Émergence d’une opposition
Reste une dernière difficulté, apparue plus récemment mais non négligeable pour un projet citoyen : celle de l’opposition d’une partie des riverains.
Selon Grégory Bonnet, elle s’est peu exprimée jusqu’à récemment. « Tant que nous apparaissions comme des hurluberlus qui ne risquaient pas d’aboutir, personne n’a vraiment réagi. Nous avons toujours été ouverts au dialogue et je remarque que certains, qui étaient initialement opposés au projet, ont changé d’avis depuis, mais pas l’inverse. Depuis un an et demi environ, les choses devenant plus concrètes, l’opposition s’est structurée. »
« Tant que nous apparaissions comme des hurluberlus qui ne risquaient pas d’aboutir, personne n’a vraiment réagi.”
Il s’interroge donc sur leurs motivations mais reconnaît aussi que ce nouveau contexte a questionné l’approche de l’association. « Nous avons failli perdre la ‘‘bataille’’ parce que nous ne communiquions pas et on n’entendait que leur voix. Cela nous a amenés à développer la communication. Nous avons organisé deux réunions publiques début 2023. Nous avons élaboré un fascicule de 30 pages pour expliquer le projet, ce qui nous a occupés pendant quatre mois. C’était sûrement nécessaire », dit le maire.

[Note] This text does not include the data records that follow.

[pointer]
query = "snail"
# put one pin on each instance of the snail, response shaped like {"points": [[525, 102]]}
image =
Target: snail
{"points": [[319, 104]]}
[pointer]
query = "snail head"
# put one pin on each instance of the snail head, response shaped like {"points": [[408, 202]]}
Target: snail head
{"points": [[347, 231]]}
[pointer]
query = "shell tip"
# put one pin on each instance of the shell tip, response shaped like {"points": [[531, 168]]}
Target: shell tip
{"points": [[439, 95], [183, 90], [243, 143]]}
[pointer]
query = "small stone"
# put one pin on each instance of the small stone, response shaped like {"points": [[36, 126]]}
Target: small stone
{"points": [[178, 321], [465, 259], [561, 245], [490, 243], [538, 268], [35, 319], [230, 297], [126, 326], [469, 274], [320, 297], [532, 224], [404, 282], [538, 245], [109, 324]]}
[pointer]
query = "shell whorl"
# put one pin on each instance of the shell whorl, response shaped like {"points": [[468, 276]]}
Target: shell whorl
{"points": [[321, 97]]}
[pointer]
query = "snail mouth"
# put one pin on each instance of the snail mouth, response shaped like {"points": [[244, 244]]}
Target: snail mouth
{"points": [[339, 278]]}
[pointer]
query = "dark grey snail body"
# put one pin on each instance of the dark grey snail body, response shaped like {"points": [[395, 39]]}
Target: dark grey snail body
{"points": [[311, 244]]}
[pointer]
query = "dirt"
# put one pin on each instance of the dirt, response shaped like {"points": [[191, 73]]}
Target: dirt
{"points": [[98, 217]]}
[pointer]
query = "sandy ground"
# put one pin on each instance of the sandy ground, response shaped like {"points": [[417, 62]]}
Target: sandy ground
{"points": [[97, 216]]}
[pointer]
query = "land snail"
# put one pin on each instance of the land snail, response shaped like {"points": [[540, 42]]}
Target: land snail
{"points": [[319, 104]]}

Autre défaut de communication qu’il a fallu rectifier : il a été moins facile d’embarquer en cours de route les habitants de Saint-Hilaire sur un projet qui, encore maintenant et pour des raisons de cohérence dans le temps, s’appelle toujours Montcel Durable.
S’il accuse les opposants de mensonges dans la façon de présenter le projet, ceux-ci, regroupés dans le collectif A contre-vents, affichent leurs inquiétudes concernant les impacts des éoliennes, que ce soit sur les paysages, la santé, le bruit, la production agricole ou le prix de l’immobilier. Le caractère citoyen et municipal de la démarche ne leur semble pas une garantie de démocratie et ils craignent le passage en force du projet sans réel débat.
Grégory Bonnet s’en défend et assure : « Je me suis engagé à ne réaliser le projet que s’il y a une majorité en sa faveur et il y aura une consultation. » Il sait d’ores et déjà que l’instruction du dossier prendra au moins un an et que des recours seront très certainement engagés. Mais l’horizon reste celui de la prochaine échéance, au printemps 2024 : « Une fois le dossier déposé, conclut-il, je considère que le boulot sera fait. Ensuite, les choses suivront leur cours… »
Reportage réalisé le jeudi 2 novembre 2023. Photo de Une Marie-Pierre Demarty : Le village de Montcel.